When GitHub unveiled its Security Alerts scanning feature last November, it was betting that if project owners knew which software components they were using had vulnerabilities, they would update them with patched versions.
GitHub was mostly right.
The alerts were displayed on the project's dependency graph and on the repository home pages. Project owners and repository administrators could see which components were problematic and either stop using it, or update to a newer version where the issue was resolved,
“In almost all cases, there’s a new, patched version of the library we can recommend in the alert,” GitHub wrote in its blog post.
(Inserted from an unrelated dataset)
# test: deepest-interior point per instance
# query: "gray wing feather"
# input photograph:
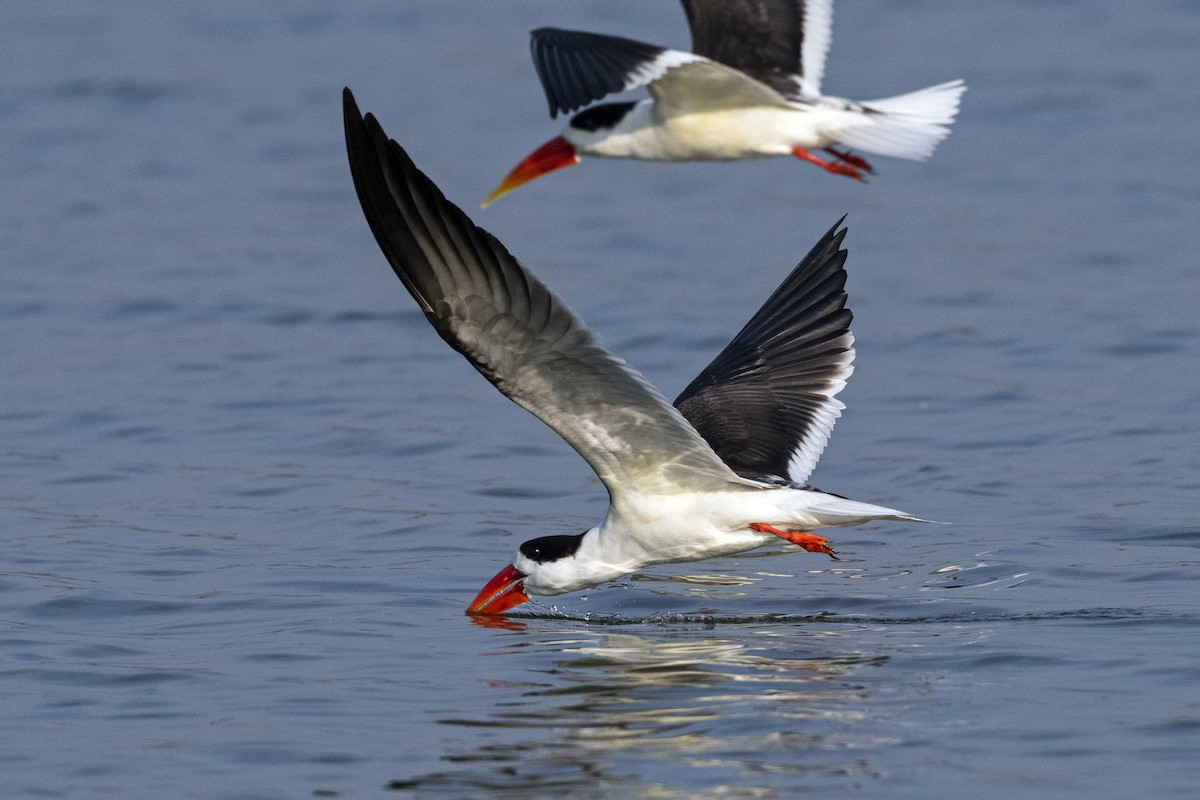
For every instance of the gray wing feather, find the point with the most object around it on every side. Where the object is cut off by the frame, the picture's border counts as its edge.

Much of modern software development is less about writing code from scratch and more about writing code snippets to connect third-party libraries and open source frameworks. No matter how careful the developer was with the code, the application will still be vulnerable if the software components being pulled in to the project have issues. Developers need to check components regularly, and update them with newer versions as they come available.
That’s easier said than done, since developers don’t always know all the dependencies and sub-dependencies in their code. GitHub’s scanning feature takes out the guesswork because it takes care of the task automatically. Since that initial scan, GitHub said the rate of vulnerabilities resolved within seven days of receiving the alert has stayed around 30 percent. Additionally, 15 percent of alerts are dismissed within seven days.
One reason why developers may be responding so quickly, to remove or update dependencies, is because the alerts are part of the development workflow. There is no distinct process to run and no separate report to check. Vulnerabilities get fixed faster the earlier they are found in the development lifecycle. It's far easier to make changes to the components during active development, rather than when the code is in production and a change can break things.
GitHub's numbers also show the limitations to its scanner. Of the alerts that have not been resolved or dismissed, GitHub found the majority were in repositories that have not had a contribution in the last 90 days. That makes sense, since the project owner wouldn't have seen the alerts.
While some of these may be abandoned and not under active development, many of them are projects currently being used in production environments. Just because the project is not being actively maintained doesn't mean no one is using it. Those users won't know about the vulnerable components unless they look at the code themselves.
"GitHub security alerts are useful for developers who are actively working on software projects. This does not provide alerts for applications that are already in production, which is an important distinction," said Tim Mackey, technical evangelist for Black Duck by Synopsys.
Remember the downstream users, too. Anyone using the software other than the development team won't know about the issues. The software developer may make the changes in response to the alert, but if that update isn't broadly announced, all the teams using the project would never know they have to take action. And if the project owner doesn't take action at all, then the user is left exposed, and won't even know about the issues.
Security is a process, and we have to start somewhere. GitHub's scanning feature is a good first step and gets us closer to fixing flaws earlier in the software development process. Let's see other platforms that host code begin this kind of proactive scanning. Let's find ways to communicate the issues to downstream users and to developers who have forked the code. Let's expand code scanning to include other sources of vulnerability information, since CVE doesn't cover all software vulnerabilities.
Even GitHub acknowledged there is more to do in its blog post: "This is just the beginning -- we’ve got more ways to help you keep code safer on the way!"